There was a great amount of speculation that Robin was not dead, despite appearing to have been killed during the Penacony Trailblaze Mission. Writer Yan Ku of Yahoo News said that reports about Robin's death in-game seemed to be exaggerated when miHoYo released her character art on March 12, 2024, to which Bruno Yonezawa of Screen Rant concurred, theorizing that Robin was only dead in the Dreamscape and was still alive in the waking world. Giovanna de Ita of The Nerd Stash speculated as well that Robin was still alive and that Shaoji, the game's narrative designer, had been attempting to convey that she was dead. De Ita still believed, as did Yonezawa and Ku, that Robin was alive because her drip marketing had been released. Ku stated that Robin was spiritually dead during the Trailblaze Mission, but that she thought that Robin may as well have been actually dead. She speculated that the spiritual death may be related to a boss known in-game as "Something Unto Death", which has a special attack that sets its target's hit points to zero. She added that while Robin and Firefly's bodies were physically intact and that their "deaths" in Penacony's Dreamscape prevented their consciousnesses from returning to reality. She theorized that defeating "Something Unto Death" would free them. Jaeckel expressed that she was not sure what had killed Robin as it had not been revealed at the time of publication, but she questioned why Sunday had been acting as if Robin had died for real; if someone dies in the Dreamscape, the expectation was that they would wake up in reality unharmed.

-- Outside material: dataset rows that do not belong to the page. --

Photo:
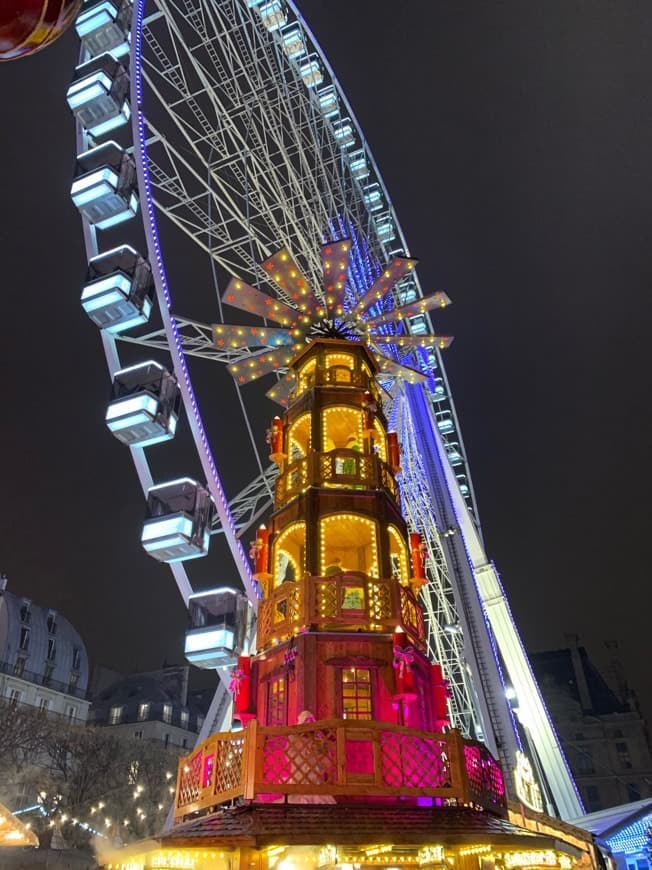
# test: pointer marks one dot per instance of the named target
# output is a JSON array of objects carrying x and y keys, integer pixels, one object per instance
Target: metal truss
[
  {"x": 443, "y": 622},
  {"x": 252, "y": 502}
]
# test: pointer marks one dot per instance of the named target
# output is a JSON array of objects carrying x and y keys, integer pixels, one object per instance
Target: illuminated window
[
  {"x": 398, "y": 558},
  {"x": 355, "y": 688},
  {"x": 289, "y": 554},
  {"x": 342, "y": 429},
  {"x": 348, "y": 542},
  {"x": 299, "y": 438},
  {"x": 340, "y": 368},
  {"x": 277, "y": 701}
]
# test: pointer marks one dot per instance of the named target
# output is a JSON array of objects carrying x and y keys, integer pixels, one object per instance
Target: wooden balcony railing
[
  {"x": 338, "y": 757},
  {"x": 350, "y": 600},
  {"x": 337, "y": 468}
]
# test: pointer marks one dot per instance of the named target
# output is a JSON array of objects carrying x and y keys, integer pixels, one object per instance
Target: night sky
[{"x": 515, "y": 141}]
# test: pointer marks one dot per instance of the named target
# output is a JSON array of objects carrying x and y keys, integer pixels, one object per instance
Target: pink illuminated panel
[{"x": 440, "y": 341}]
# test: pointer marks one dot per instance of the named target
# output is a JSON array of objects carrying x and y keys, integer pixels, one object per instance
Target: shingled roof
[{"x": 263, "y": 825}]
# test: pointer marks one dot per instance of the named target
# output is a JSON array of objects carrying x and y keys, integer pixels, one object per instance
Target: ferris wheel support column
[
  {"x": 531, "y": 710},
  {"x": 165, "y": 304}
]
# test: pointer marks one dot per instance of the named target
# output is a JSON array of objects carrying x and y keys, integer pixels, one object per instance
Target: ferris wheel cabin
[
  {"x": 145, "y": 405},
  {"x": 119, "y": 290},
  {"x": 104, "y": 27},
  {"x": 220, "y": 620},
  {"x": 104, "y": 189},
  {"x": 98, "y": 95},
  {"x": 178, "y": 524}
]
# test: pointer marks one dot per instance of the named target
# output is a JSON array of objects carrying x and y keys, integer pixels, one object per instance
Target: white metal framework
[{"x": 244, "y": 143}]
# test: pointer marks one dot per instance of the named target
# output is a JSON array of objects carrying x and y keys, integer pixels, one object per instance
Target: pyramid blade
[
  {"x": 412, "y": 309},
  {"x": 439, "y": 341},
  {"x": 335, "y": 262},
  {"x": 259, "y": 364},
  {"x": 396, "y": 269},
  {"x": 398, "y": 370},
  {"x": 284, "y": 272},
  {"x": 247, "y": 298},
  {"x": 225, "y": 335},
  {"x": 280, "y": 392}
]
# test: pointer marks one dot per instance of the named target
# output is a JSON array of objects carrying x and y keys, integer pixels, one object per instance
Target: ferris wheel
[{"x": 213, "y": 137}]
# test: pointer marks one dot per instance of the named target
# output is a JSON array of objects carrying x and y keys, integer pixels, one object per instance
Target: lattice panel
[
  {"x": 228, "y": 764},
  {"x": 326, "y": 600},
  {"x": 189, "y": 786},
  {"x": 414, "y": 762},
  {"x": 484, "y": 776},
  {"x": 379, "y": 601},
  {"x": 312, "y": 757}
]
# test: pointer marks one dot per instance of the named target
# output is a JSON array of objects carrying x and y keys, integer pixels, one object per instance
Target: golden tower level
[{"x": 345, "y": 760}]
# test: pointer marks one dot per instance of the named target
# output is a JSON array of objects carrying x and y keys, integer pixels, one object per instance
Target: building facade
[
  {"x": 152, "y": 706},
  {"x": 43, "y": 660},
  {"x": 601, "y": 729}
]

She speculated that Robin may have had a similar disease such as Firefly's Entropy Loss Syndrome, which she argued could have explained Robin's vocal issues.

Rodrigo Brincalepe Salvador, writing for the Journal of Geek Studies, analyzed the symbolism of the bird that appears in Robin's splash art. He mentioned that viewers would expect the bird to be a robin and named various birds such as the European, Japanese and American robins as well as the red-flanked bluetail as examples of what he might have expected. However, he instead said he was confused by the fact that the bird miHoYo chose for her splash art was a bluebird, which is not a robin. He speculated that the reason for this choice may have been because Penacony is based on the Roaring Twenties-era United States and that miHoYo may have wanted to use a North American species of robin. He offered an alternative explanation which stated that the reason had to do with cuteness instead, or that it could have been due to a lack of information on the part of the developers.

===Disability advocacy===
On December 3, 2024, the United Nations' International Day of Persons with Disabilities, miHoYo launched a project centered on Robin which used her popularity to raise awareness for people with hearing loss. Their music team, HOYO-MiX, collaborated with Tencent's Tianqin Lab to adapt Robin's songs into low-frequency versions for the hearing impaired, which allowed them to listen to the music at a frequency they could hear. Tianqin Lab accomplished this by using technologies such as artificial intelligence, music separation and understanding, as well as music signal feature extraction and analysis to create the specialized audio tracks. They also analyzed hearing loss curves to generate a low-frequency audio track, according to the China News Service.

miHoYo also filmed a public welfare documentary, in which hearing-impaired children sang "Hope Is the Thing With Feathers". In the documentary, one of the developers argued that by leveraging Robin's influence, the company hoped to raise awareness about hearing-related disabilities. On October 30, miHoYo donated to the China Hearing Medicine Charity Foundation to establish a public welfare project dedicated to donating hearing aids to disadvantaged hearing-impaired children. Zhen Lixia, the foundation's executive deputy secretary general, said that the project focuses on assisting and supporting the hearing-impaired community in China, conducting hearing screenings for hearing-impaired children or teenagers from disadvantaged families and donating hearing aids. She said that public welfare platforms and games have a common feature in that they can connect people and resources.